- Ascorbic acid, or vitamin C, is well known as a co-factor for proline-hydroxylase and as an anti-oxidant. However, it is also capable of forming covalent bonds, particularly in the role of a nucleophile, henceforth termed 'ascorbylation'.
The ascorbylation of electrophiles can occur under physiological conditions. Furthermore, there are a number of ascorbylated natural products found in plants and these compounds are reviewed here. Many of these natural products have biological activity. For example, the ascorbylated indole derivative ascorbigen, found in Brassica vegetables, can induce quinone reductase and thus may have a role in cancer chemoprevention.
Thus, we hypothesize that ascorbic acid has important biological relevance beyond the role of antioxidant and in the hydroxylation of proline. If ascorbic acid, which is present in cells and very high concentrations, ascorbylates electrophiles, this present a new pathway in the detoxification of toxic compounds. For example, acrolein is a toxic compound which alkylates DNA and protein, leading to cancer among other health issues. Acrolein also reacts rapidly with ascorbic acid. Once ascorbylated, acrolein is no longer electrophilic and furthermore, the ascorbyl-acrolein (AscACR) molecule is more hydrophilic and this could lead to improved elimination of the molecule. Essentially, ascorbylation could be a previously unrecognized form of phase II metabolism, analogous to glutathione conjugation. The first major goal of this research is to detect ascorbylated metabolites of electrophiles (i.e. AscACR) from biological samples.
Additionally, because ascorbylated compounds may have dramatically altered ADME characteristics compared to the non-ascorbylated compound, synthetically ascorbylated compounds may function as prodrugs. That is, a drug with poor pharmacokinetic parameters may be improved with the addition of an ascorbyl moiety, and that ascorbyl moiety may be cleaved via a retro-Michael reaction upon deliver to the site of action. The second goal of this work is to produce an ascorbylated prodrug. The candidate of choice was xanthohumol. Xanthohumol is a biologically active Michael acceptor which has very poor bioavailability due to low hydrophilicity- a characteristic which can be improved via ascorbylation.
AscACR is easily synthesized. However, it was exceedingly difficult to detect in any biological samples using LC-MS/MS. It was hypothesized originally that AscACR may be a product of oxidative stress but it could not be found in samples of human subjects exposed to oxidative stress. Samples of rats exposed to CCl₄, a well known inducer of oxidative stress, similarly contained no detectable amounts of AscACR. Even rat or cell cultures exposed to acrolein directly did not produce samples with detectable amounts of AscACR. In retrospect, this was likely due to the instability of AscACR in biological media.
However, a degradation product of AscACR was detected by LC-MS/MS in THP-1 cells exposed to acrolein diacetate (which was used to deliver acrolein intracellularly). This degradation product is produced via the hydrolysis of the lactone of AscACR, followed by decarboxylation and racemization to two stereoisomers, the mixture of which we term 5,6,7,8-tetrahydroxy-4-oxooctanal (THO). This same reaction scheme occurs with the natural product ascorbigen under certain conditions, and indeed is involved in the biosynthetic pathway of dactylose A and B.

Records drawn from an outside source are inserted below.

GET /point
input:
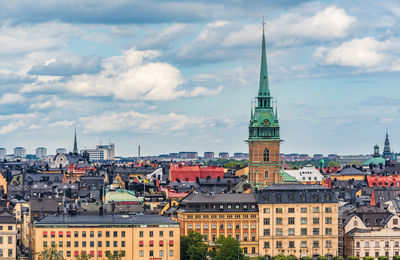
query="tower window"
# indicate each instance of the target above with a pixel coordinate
(266, 155)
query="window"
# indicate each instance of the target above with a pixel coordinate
(328, 231)
(266, 155)
(328, 220)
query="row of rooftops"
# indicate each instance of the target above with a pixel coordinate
(113, 220)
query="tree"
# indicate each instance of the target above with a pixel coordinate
(228, 248)
(353, 258)
(50, 253)
(193, 247)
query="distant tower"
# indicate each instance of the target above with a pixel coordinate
(264, 140)
(387, 154)
(75, 144)
(376, 151)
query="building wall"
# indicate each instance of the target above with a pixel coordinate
(8, 241)
(257, 165)
(270, 216)
(135, 241)
(240, 225)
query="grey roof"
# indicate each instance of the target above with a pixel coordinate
(220, 198)
(295, 193)
(105, 219)
(7, 218)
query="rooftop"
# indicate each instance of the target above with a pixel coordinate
(105, 220)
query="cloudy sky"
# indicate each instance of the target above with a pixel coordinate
(180, 75)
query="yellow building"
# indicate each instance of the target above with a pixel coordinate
(137, 236)
(212, 215)
(297, 219)
(8, 236)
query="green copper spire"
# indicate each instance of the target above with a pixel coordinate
(75, 143)
(264, 88)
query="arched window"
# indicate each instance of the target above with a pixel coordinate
(266, 155)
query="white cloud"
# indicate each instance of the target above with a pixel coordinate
(138, 122)
(327, 24)
(11, 98)
(202, 91)
(367, 53)
(132, 76)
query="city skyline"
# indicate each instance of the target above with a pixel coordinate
(185, 80)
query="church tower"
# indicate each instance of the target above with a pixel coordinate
(75, 144)
(264, 140)
(387, 154)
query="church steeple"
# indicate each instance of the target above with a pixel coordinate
(75, 144)
(263, 90)
(387, 154)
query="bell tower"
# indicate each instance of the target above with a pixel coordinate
(264, 140)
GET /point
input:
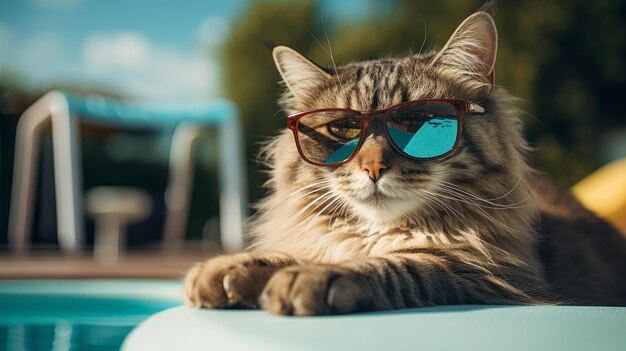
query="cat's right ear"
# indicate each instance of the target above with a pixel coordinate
(301, 75)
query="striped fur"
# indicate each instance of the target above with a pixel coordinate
(474, 227)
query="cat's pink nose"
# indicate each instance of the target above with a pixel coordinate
(374, 169)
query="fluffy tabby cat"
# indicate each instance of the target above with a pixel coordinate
(475, 227)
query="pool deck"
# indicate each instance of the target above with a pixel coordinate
(136, 265)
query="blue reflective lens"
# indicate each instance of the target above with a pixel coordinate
(424, 130)
(434, 138)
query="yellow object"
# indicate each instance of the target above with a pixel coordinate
(604, 192)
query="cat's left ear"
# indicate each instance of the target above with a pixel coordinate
(301, 75)
(471, 50)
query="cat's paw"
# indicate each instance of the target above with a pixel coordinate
(310, 289)
(228, 281)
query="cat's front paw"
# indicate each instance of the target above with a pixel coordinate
(228, 281)
(310, 289)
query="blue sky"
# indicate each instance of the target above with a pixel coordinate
(141, 48)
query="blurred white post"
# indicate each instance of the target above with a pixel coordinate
(233, 199)
(51, 107)
(178, 192)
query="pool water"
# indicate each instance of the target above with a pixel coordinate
(78, 314)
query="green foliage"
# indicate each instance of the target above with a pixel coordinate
(565, 59)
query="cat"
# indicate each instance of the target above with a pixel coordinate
(384, 231)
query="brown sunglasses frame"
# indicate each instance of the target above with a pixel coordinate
(460, 106)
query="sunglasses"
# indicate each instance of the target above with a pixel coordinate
(419, 130)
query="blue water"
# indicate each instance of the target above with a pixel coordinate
(77, 315)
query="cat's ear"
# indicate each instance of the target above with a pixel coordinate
(471, 50)
(300, 74)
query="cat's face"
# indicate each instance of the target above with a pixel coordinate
(379, 184)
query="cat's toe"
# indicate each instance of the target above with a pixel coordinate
(232, 281)
(312, 290)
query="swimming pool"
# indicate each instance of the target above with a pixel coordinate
(78, 314)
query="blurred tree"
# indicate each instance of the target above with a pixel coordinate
(565, 59)
(250, 77)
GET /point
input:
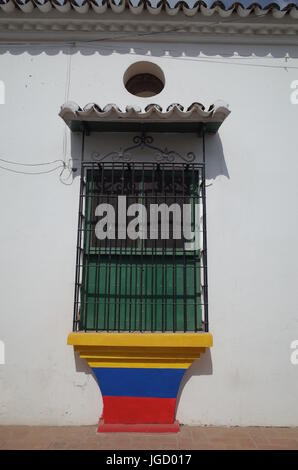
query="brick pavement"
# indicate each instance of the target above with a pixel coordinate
(189, 437)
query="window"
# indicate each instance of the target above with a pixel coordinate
(143, 284)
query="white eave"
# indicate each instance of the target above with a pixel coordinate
(175, 118)
(91, 20)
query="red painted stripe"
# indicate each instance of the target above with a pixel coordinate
(102, 427)
(139, 410)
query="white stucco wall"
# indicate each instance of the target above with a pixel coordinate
(252, 195)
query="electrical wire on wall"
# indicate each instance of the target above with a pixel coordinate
(64, 167)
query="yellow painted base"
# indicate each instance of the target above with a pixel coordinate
(149, 350)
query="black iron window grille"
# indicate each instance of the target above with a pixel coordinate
(141, 284)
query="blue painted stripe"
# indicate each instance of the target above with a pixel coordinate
(138, 382)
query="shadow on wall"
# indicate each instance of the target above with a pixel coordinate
(202, 366)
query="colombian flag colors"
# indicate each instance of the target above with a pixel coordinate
(139, 375)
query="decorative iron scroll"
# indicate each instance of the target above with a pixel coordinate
(142, 142)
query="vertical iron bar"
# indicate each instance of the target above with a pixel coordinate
(206, 320)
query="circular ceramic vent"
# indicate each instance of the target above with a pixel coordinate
(144, 79)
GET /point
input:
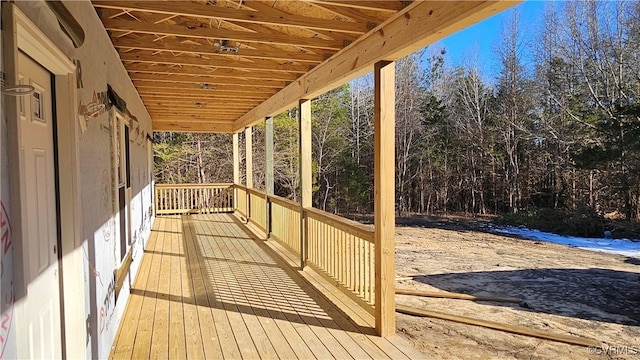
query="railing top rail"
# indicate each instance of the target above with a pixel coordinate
(185, 186)
(256, 191)
(240, 186)
(284, 202)
(353, 227)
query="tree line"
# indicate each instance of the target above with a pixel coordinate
(557, 127)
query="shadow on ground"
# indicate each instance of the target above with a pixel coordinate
(591, 294)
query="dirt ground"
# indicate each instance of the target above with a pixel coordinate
(569, 291)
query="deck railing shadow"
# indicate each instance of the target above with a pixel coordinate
(592, 294)
(243, 275)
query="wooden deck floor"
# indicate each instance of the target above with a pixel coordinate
(208, 289)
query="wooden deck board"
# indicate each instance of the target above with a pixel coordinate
(208, 289)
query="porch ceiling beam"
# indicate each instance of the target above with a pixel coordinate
(201, 94)
(388, 6)
(196, 97)
(214, 33)
(224, 114)
(198, 86)
(190, 104)
(239, 15)
(210, 119)
(206, 105)
(203, 71)
(256, 64)
(178, 125)
(206, 49)
(187, 79)
(418, 25)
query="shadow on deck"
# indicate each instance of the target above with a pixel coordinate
(208, 289)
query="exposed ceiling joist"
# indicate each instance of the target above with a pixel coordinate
(173, 45)
(384, 5)
(213, 33)
(214, 88)
(180, 79)
(418, 25)
(256, 64)
(184, 125)
(204, 71)
(191, 9)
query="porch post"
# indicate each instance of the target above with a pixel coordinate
(236, 169)
(248, 143)
(304, 153)
(268, 181)
(384, 201)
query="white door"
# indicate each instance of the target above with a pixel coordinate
(42, 339)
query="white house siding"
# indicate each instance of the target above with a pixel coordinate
(7, 332)
(100, 66)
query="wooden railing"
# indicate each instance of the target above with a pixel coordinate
(339, 249)
(344, 251)
(241, 200)
(285, 223)
(187, 198)
(258, 209)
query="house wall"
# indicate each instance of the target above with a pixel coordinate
(97, 253)
(7, 332)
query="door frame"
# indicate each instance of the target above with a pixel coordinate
(19, 33)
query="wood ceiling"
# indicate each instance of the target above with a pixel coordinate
(202, 65)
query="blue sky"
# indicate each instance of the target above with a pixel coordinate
(479, 41)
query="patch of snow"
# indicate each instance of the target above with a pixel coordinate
(624, 247)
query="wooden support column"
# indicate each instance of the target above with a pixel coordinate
(384, 201)
(236, 168)
(268, 181)
(248, 143)
(304, 156)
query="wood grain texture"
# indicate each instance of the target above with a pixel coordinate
(384, 196)
(239, 298)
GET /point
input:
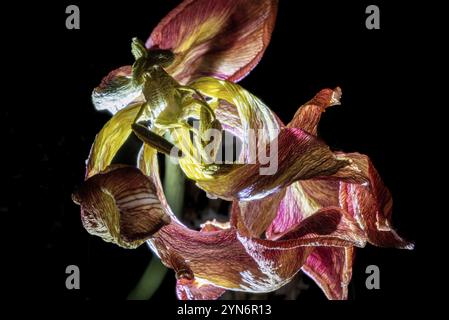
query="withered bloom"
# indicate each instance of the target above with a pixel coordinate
(309, 214)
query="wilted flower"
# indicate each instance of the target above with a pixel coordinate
(307, 214)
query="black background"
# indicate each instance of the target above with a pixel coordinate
(314, 45)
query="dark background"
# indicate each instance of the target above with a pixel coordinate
(314, 45)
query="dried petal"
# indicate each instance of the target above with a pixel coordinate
(331, 269)
(120, 205)
(222, 38)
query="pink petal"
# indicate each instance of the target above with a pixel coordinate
(331, 269)
(221, 38)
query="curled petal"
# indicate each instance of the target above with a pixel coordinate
(301, 200)
(221, 38)
(371, 204)
(299, 156)
(308, 115)
(231, 260)
(331, 269)
(110, 139)
(293, 153)
(195, 290)
(120, 205)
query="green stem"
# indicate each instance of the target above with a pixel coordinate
(155, 272)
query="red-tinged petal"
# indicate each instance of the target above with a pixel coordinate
(299, 156)
(331, 269)
(308, 115)
(371, 204)
(299, 201)
(230, 259)
(120, 205)
(194, 290)
(221, 38)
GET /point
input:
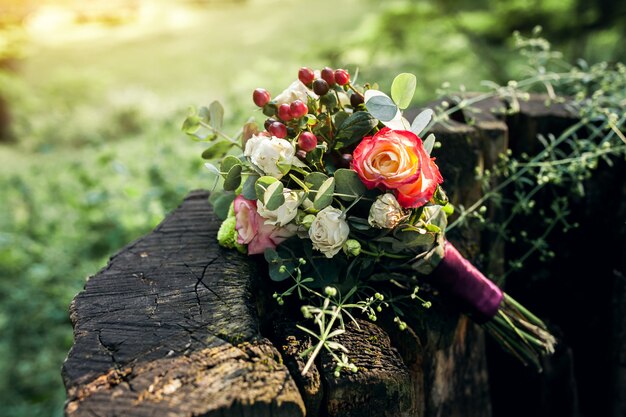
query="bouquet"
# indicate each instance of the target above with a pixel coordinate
(339, 193)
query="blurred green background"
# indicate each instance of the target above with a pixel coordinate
(92, 95)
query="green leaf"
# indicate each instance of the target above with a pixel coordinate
(403, 89)
(382, 107)
(216, 112)
(324, 196)
(248, 190)
(429, 143)
(274, 261)
(354, 128)
(347, 182)
(204, 114)
(261, 186)
(191, 123)
(421, 121)
(216, 150)
(273, 197)
(227, 163)
(214, 170)
(233, 178)
(221, 203)
(315, 180)
(340, 116)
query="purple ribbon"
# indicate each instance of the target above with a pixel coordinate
(477, 295)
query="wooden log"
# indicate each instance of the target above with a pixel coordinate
(169, 328)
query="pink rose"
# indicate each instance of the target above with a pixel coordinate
(252, 230)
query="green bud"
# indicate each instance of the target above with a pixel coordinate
(352, 247)
(307, 221)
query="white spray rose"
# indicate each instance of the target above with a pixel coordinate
(386, 212)
(283, 214)
(329, 231)
(296, 91)
(266, 153)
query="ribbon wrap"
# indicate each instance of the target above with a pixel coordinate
(457, 277)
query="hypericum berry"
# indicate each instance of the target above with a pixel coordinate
(284, 112)
(307, 141)
(328, 75)
(306, 75)
(278, 129)
(320, 87)
(342, 77)
(297, 109)
(268, 122)
(356, 100)
(261, 97)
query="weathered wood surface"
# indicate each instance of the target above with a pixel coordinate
(175, 326)
(170, 328)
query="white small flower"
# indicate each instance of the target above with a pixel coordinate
(329, 231)
(283, 214)
(266, 153)
(386, 212)
(296, 91)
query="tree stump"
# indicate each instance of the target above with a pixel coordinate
(176, 326)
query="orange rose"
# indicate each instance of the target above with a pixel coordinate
(396, 160)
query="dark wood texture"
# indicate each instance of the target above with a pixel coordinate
(176, 326)
(170, 328)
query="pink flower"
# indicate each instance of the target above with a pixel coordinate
(252, 230)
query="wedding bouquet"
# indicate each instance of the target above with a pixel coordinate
(340, 195)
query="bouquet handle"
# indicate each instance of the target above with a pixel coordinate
(512, 325)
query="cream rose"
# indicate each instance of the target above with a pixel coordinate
(266, 153)
(283, 214)
(386, 212)
(296, 91)
(329, 231)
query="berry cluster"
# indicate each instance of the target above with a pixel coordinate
(308, 119)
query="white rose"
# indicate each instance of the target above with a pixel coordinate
(386, 212)
(266, 153)
(329, 231)
(296, 91)
(283, 214)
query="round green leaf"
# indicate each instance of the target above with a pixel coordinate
(403, 89)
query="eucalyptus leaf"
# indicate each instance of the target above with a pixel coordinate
(273, 197)
(227, 163)
(347, 182)
(421, 121)
(216, 112)
(324, 195)
(354, 128)
(233, 178)
(429, 143)
(248, 190)
(212, 168)
(381, 107)
(315, 180)
(221, 203)
(217, 149)
(403, 89)
(191, 123)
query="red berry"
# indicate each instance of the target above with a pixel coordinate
(306, 75)
(268, 122)
(342, 77)
(278, 129)
(328, 75)
(261, 97)
(297, 109)
(307, 141)
(284, 112)
(356, 100)
(320, 87)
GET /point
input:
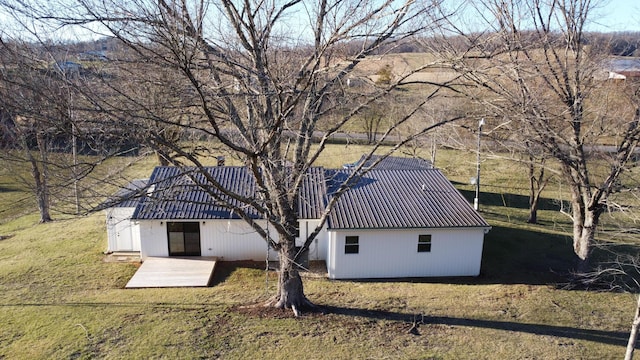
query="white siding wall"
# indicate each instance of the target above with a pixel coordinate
(227, 240)
(393, 253)
(122, 233)
(232, 240)
(153, 238)
(318, 248)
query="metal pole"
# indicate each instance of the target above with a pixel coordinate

Vitamin C adequate THP-1 cells which are exposed to acrolein (via acrolein diacetate), produce THO. Thus, biologically, ascorbylation is involved in the detoxification of electrophiles; it is a new sort of phase II metabolism (albeit without an enzyme). The ascorbylation of acrolein itself is chemical; THO is also detected in the incubation of ascorbic acid and acrolein-diacetate no cell control. However, AscACR, the precursor of THO, was only detected in the no cell control. This is strong evidence that an enzyme, or some related biocatalyst, is involved in the conversion of AscACR to THO.
In the prodrug work, the ascorbylated form of xanthohumol (AscXN) failed to serve as a prodrug. The synthesis of AscXN was poor. AscXN itself was unstable. In a caco-2 cell study modeling intestinal absorption, AscXN failed to show any transport across the caco-2 monolayer. While AscXN failed to function as a prodrug, this may have been due to the choice in candidate, rather than failure of the hypothesis itself.